Un grupo salvaje tarda poco más de seis minutos en apagar la vida de Samuel Luiz en A Coruña al grito de maricón. Una manada de hienas emplea algo más de tiempo en dar caza a una presa en la sabana y convertirla en alimento. La única diferencia es que los segundos lo han hecho por un estricto motivo de supervivencia. Los primeros por placer. Por odio, dirán. No, no. Por placer. El odio se paladea como se paladea el amor o se disfruta de la compañía de ese hijo que ahora yace muerto. Sin darnos cuenta, hemos entrado hace tiempo en una nueva forma de hedonismo escabroso que consiste en matar por el goce de hacerlo, y pónganse los añadidos que quieran: machismo, homofobia, racismo. Se mata por el deleite de disfrutar del dolor ajeno, cuanto más violento, mejor, y por el alborozo enfermizo de inmortalizar la matanza a través de la cámara de un móvil de ultimísima generación que echa abajo la coartada que ampara a las hienas, que asesinan en grupo para alimentarse. La muerte en 5G.

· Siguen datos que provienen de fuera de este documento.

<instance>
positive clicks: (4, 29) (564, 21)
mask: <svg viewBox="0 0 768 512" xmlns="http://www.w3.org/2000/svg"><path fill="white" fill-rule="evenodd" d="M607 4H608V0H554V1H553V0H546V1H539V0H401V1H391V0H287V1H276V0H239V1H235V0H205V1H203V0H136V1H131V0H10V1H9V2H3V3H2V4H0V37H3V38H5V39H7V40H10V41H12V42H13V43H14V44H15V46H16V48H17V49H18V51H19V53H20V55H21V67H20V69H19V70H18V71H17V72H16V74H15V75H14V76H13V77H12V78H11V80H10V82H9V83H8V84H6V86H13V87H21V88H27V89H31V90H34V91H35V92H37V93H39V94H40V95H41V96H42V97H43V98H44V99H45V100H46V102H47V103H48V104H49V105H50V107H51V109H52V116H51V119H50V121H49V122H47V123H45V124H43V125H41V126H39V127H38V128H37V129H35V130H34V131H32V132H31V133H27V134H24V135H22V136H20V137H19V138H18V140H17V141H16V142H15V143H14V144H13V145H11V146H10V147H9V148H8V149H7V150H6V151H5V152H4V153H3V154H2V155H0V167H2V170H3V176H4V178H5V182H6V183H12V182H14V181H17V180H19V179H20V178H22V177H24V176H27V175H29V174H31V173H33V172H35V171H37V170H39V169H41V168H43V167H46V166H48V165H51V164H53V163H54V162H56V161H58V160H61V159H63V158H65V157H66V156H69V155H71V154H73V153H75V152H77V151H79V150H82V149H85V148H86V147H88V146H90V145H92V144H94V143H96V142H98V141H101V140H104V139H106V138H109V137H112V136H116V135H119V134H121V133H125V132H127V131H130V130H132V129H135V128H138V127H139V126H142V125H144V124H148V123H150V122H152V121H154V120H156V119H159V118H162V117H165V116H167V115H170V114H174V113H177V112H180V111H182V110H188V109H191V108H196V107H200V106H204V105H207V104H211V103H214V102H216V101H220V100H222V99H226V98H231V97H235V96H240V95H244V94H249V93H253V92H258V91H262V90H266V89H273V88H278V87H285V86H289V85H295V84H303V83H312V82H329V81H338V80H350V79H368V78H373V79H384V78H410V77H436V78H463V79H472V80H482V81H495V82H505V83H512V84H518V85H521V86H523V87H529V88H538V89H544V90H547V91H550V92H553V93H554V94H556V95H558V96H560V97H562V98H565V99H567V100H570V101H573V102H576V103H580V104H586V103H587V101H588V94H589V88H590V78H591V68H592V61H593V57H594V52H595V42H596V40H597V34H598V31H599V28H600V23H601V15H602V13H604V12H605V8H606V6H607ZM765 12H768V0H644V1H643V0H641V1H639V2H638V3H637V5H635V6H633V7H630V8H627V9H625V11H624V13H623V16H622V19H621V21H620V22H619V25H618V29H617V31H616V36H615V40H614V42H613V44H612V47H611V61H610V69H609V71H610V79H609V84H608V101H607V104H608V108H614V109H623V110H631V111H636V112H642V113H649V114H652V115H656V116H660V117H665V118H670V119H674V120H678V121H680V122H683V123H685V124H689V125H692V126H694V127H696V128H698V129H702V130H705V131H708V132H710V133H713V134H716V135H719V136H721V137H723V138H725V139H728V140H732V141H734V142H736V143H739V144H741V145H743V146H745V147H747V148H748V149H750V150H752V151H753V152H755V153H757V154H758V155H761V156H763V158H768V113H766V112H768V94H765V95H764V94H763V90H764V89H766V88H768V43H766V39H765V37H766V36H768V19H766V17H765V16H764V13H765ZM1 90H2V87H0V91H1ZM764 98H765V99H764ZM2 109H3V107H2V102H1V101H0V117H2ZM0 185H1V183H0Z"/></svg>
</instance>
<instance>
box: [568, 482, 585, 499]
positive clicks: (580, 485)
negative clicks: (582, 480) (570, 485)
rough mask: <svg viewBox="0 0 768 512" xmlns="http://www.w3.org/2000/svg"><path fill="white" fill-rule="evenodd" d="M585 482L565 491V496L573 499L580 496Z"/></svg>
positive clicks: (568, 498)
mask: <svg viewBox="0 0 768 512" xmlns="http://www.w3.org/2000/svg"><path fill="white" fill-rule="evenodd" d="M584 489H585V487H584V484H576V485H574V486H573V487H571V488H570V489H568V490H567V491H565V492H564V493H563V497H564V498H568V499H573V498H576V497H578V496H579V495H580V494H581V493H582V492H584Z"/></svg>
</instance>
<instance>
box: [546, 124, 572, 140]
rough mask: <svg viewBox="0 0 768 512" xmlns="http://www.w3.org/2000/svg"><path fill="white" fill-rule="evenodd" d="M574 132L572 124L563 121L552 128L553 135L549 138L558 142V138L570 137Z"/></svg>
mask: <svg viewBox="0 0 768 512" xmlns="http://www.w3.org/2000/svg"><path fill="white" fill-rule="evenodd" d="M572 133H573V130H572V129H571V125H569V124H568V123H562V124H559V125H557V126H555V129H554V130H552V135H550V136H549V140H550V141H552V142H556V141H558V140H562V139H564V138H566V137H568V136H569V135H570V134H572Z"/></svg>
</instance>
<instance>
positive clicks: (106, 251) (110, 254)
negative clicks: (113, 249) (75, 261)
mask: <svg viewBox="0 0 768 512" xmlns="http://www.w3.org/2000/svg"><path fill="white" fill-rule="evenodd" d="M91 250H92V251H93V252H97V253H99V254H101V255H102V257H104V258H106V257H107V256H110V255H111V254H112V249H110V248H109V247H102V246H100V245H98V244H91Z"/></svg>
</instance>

¡Mátalo! ¡Grábalo!, grita otra masa enfurecida en Amorebieta. Utilizaron botellas, barras de acero y puños y patadas cargadas de odio. ¡A por ellos!, brama otra jauría sedienta de sangre en un parque de Alicante. Salieron “a la caza de maricones”. El odio. El placer. Otra de estas manadas se despachó a gusto en Asturias. Idénticos mimbres para el mismo cesto.

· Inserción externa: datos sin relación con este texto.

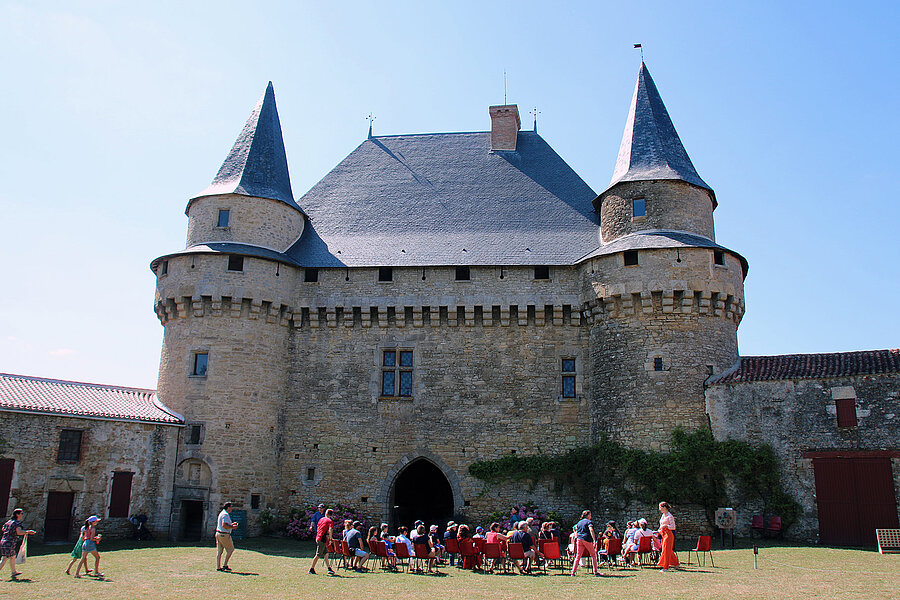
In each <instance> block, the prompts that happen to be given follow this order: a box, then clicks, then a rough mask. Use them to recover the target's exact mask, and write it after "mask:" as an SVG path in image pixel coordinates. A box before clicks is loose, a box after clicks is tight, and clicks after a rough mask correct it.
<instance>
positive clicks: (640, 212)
mask: <svg viewBox="0 0 900 600" xmlns="http://www.w3.org/2000/svg"><path fill="white" fill-rule="evenodd" d="M631 214H632V217H633V218H635V219H637V218H639V217H646V216H647V203H646V202H645V201H644V199H643V198H635V199H634V200H632V201H631Z"/></svg>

Los jóvenes que toman parte en esas razzias no han visto La naranja mecánica. Tampoco la han leído. Probablemente, ni ese libro ni ningún otro, pero eso da igual. Aquí ya no hay distopía como planteaba Anthony Burgess. Es el mundo real. La solución no está entre las aulas de un instituto. A la escuela se va a aprender matemáticas e historia y los profesores son enseñantes, no son guardias de seguridad. Una cosa es la educación y otra bien distinta son los valores. Los valores se traen de casa. Por tanto, el problema está en casa, en esos hogares cuyos padres acaban a puñetazos delante de sus hijos en un partido de alevines, en esas salas de estar donde se celebran a la hora de la comida con gran algarabía y ruidosas carcajadas chistes de homosexuales, de mujeres, de negros y de moros. Siempre hay un idiota que se muere de risa a costa de otros. La nueva generación ejecuta, pero de forma implícita sigue el dedo de quien le apunta, a menudo alguien próximo, de la generación anterior, con quien le unen lazos de consanguinidad. Lo que ven en casa.

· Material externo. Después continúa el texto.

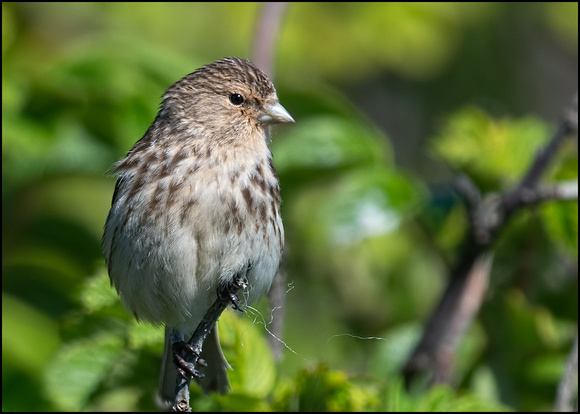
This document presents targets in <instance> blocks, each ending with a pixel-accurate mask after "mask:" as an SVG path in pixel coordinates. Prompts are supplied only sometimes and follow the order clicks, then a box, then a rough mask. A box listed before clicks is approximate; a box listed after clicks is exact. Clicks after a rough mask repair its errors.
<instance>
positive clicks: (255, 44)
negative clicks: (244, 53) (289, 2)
mask: <svg viewBox="0 0 580 414" xmlns="http://www.w3.org/2000/svg"><path fill="white" fill-rule="evenodd" d="M287 6H288V3H263V4H262V10H261V15H260V20H259V22H258V26H257V28H256V34H255V36H254V50H253V51H252V59H253V61H254V63H255V64H256V65H257V66H258V67H259V68H260V69H262V70H263V71H264V72H265V73H266V74H267V75H268V76H269V77H270V79H272V80H273V77H272V75H273V73H274V72H273V64H272V63H273V60H274V58H273V57H274V45H275V44H276V39H277V37H278V33H279V32H280V23H281V21H282V16H283V15H284V11H285V10H286V7H287Z"/></svg>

La violencia no acaba con el cuerpo de un adolescente inmovilizado en el suelo como un saco de patatas. La violencia continúa en YouTube, en TikTok, en Instagram, en los grupos de WhatsApp, en Facebook y en Twitter, donde el odio vestido de humor zafio corre como caballos sobre las colinas; en el vídeo de un depredador que agrede a un hombre en el metro por conminarle a ponerse la mascarilla; en las imágenes de un grupo de chicas que aterrorizan a otra en manada por no ser tan guapa, o tan delgada o por no vestir las mismas marcas; en la muerte a navajazos de un niño de 18 años que sufre Asperger. La violencia comienza en una noche de viernes por un roce involuntario de hombros o por una mirada al despiste a la novia del matón, que se une a la fiesta y jalea a su macho. ¡Grábalo! La violencia arranca en el mismo instante en que al asesino le molesta que la víctima sea diferente y moralmente superior. La violencia porque sí. ¡Mátalo!

Nada nuevo que no hayamos visto en televisión en los últimos treinta años. 310 años de cárcel para siete 'skins' por asesinar a un travestido en Barcelona (1994). Y podríamos llenar el artículo de titulares de los 80, los 90 y los 2000, pero ustedes ya han oído hablar de muchas de estas historias. Ahora también pueden verlas.

La violencia ya no es la violencia por sí sola, tan arcaica y ordinaria. Ahora hay que apretar el botón del móvil y exhibir la cacería mortal en las redes sociales como prueba de sangre, lo que obliga a sus autores a emplearse con más crueldad que ese otro vídeo anterior que ostenta el récord de visitas. Nunca la violencia estuvo tan deshumanizada. Se mata y se muestra en internet para regocijo de un populacho superior en número al que antes bramaba en la plaza pública. Y no por justicia, sino por odio, por placer. Nunca las hienas salieron tan bien paradas en la comparación al lado de estas nuevas jaurías armadas de puños de hierro, botellas de cristal y un teléfono móvil con el que testimoniar su crimen. Hagámonos un favor, conozcamos a nuestros hijos, conozcámonos a nosotros mismos.